El Presidente de Estados Unidos, Donald Trump, se encuentra atrapado entre la exigencia de Teherán de que cesen los ataques y se le brinde ayuda financiera, y la presión de los halcones republicanos para “terminar el trabajo”, o al menos para no firmar un mal acuerdo.
Hasta el momento, ese dilema ha impedido alcanzar un acuerdo para poner fin a la guerra, provocado que los mensajes de la Casa Blanca oscilen entre promesas de un acuerdo inminente y amenazas de reanudar las operaciones militares.
A esto se suma el desafío que representa para el mandatario el haber criticado duramente a sus predecesores por firmar o considerar acuerdos similares al que, actualmente, tiene mayores probabilidades de éxito.
“Esto es lo que aumenta la presión sobre el Presidente para que llegue a algún tipo de solución”, dijo Mona Yacoubian, exfuncionaria estadounidense y experta en Oriente Medio del Centro de Estudios Estratégicos e Internacionales. “Creo que lograrlo sin que parezca que Irán ha salido victorioso va a ser extraordinariamente difícil”.
En una reunión de gabinete en la Casa Blanca el miércoles, Trump dijo que no aceptaría un mal trato e insistió: “No estamos hablando de ninguna flexibilización de las sanciones, ni dinero, ni nada”. Pero luego añadió: “Cuando se comporten correctamente y hagan lo correcto, les daremos su dinero”.

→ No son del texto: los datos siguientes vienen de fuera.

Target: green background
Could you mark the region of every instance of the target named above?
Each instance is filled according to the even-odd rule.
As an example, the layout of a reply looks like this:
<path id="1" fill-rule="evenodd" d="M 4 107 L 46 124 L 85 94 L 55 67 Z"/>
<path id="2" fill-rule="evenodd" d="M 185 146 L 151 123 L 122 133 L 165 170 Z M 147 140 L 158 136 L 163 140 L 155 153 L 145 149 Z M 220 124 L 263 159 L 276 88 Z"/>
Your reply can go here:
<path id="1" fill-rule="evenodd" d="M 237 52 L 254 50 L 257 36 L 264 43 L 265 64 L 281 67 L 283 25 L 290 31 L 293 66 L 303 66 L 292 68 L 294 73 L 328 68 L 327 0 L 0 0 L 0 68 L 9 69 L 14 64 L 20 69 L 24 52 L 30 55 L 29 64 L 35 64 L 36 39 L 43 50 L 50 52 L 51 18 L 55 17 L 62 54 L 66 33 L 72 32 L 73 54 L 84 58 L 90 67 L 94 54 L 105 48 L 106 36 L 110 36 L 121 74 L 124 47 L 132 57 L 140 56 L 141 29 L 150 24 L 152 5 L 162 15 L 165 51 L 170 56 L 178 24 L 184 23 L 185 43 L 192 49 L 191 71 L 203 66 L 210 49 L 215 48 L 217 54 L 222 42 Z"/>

"Un momento que definirá el legado de Trump"
La Casa Blanca está sopesando un acuerdo provisional que priorizaría la apertura del estrecho de Ormuz, posponiendo las conversaciones sobre temas nucleares, así como sobre el programa de misiles convencionales de Irán y su apoyo a grupos afines. Esto se debe principalmente a la presión a corto plazo para reducir los precios de la energía, lo que alimenta el descontento en Estados Unidos.
Las críticas entre los aliados políticos más belicistas de Trump se centran en que la urgencia por poner fin a la guerra podría llevar al Presidente a cerrar un mal acuerdo y que tiene más sentido bombardear Irán para que abra el estrecho en lugar de proporcionarle a Teherán un salvavidas económico.
“Nos encontramos en un momento que definirá el legado del presidente Trump”, declaró el senador Roger Wicker de Mississippi, presidente del Comité de Servicios Armados del Senado, en un comunicado el 22 de mayo. “Su instinto lo ha llevado a terminar el trabajo que comenzó en Irán, pero está siendo mal aconsejado al buscar un acuerdo que no valdría ni el papel en el que está escrito”.
Mike Pompeo, quien se desempeñó como secretario de Estado durante el primer mandato de Trump, comparó el acuerdo que el mandatario está considerando con el "manual de estrategias" utilizado por los funcionarios de Obama en el acuerdo de 2015, argumentando que "no representaba en absoluto el principio de 'Estados Unidos Primero'". Esto provocó una réplica del jefe de comunicaciones de la Casa Blanca, Steven Cheung, quien dijo que Pompeo "debería callarse la boca y dejar el trabajo de verdad a los profesionales".
“El presidente Trump es muy sensible a las críticas que recibe de la derecha, lo cual, hasta cierto punto, es difícil de entender porque el presidente Trump ha demostrado tener un control tan firme sobre el Partido Republicano”, dijo Michael Singh, un funcionario de la Casa Blanca centrado en Oriente Medio durante la presidencia de George W. Bush, que ahora trabaja en el Instituto Washington para la Política del Cercano Oriente. “Sin reabrir el estrecho, obviamente, es difícil para Trump calificar el conflicto como un éxito, como una victoria”, dijo Singh.
Los negociadores iraníes también han exigido acceso a los fondos congelados, lo que plantea la posibilidad de que un acuerdo para abrir el estrecho de Ormuz y poner fin a la guerra acabe proporcionando un alivio de las sanciones o una inyección de efectivo para Teherán, algo que Trump también ha criticado.
Trump también ha tenido que superar las expectativas creadas por su propia administración desde que lanzó la guerra, con funcionarios estadounidenses que afirman constantemente que Irán está desesperado por un acuerdo y el secretario de Defensa, Pete Hegseth, declarando una "victoria aplastante" hace casi dos meses.
“La forma en que el presidente ha gestionado la guerra ha limitado sus opciones a la escalada o la humillación”, dijo Kori Schake, exfuncionario estadounidense que ahora trabaja en el American Enterprise Institute. “Así que creo que, para evitar ambas, probablemente prolongará las negociaciones”.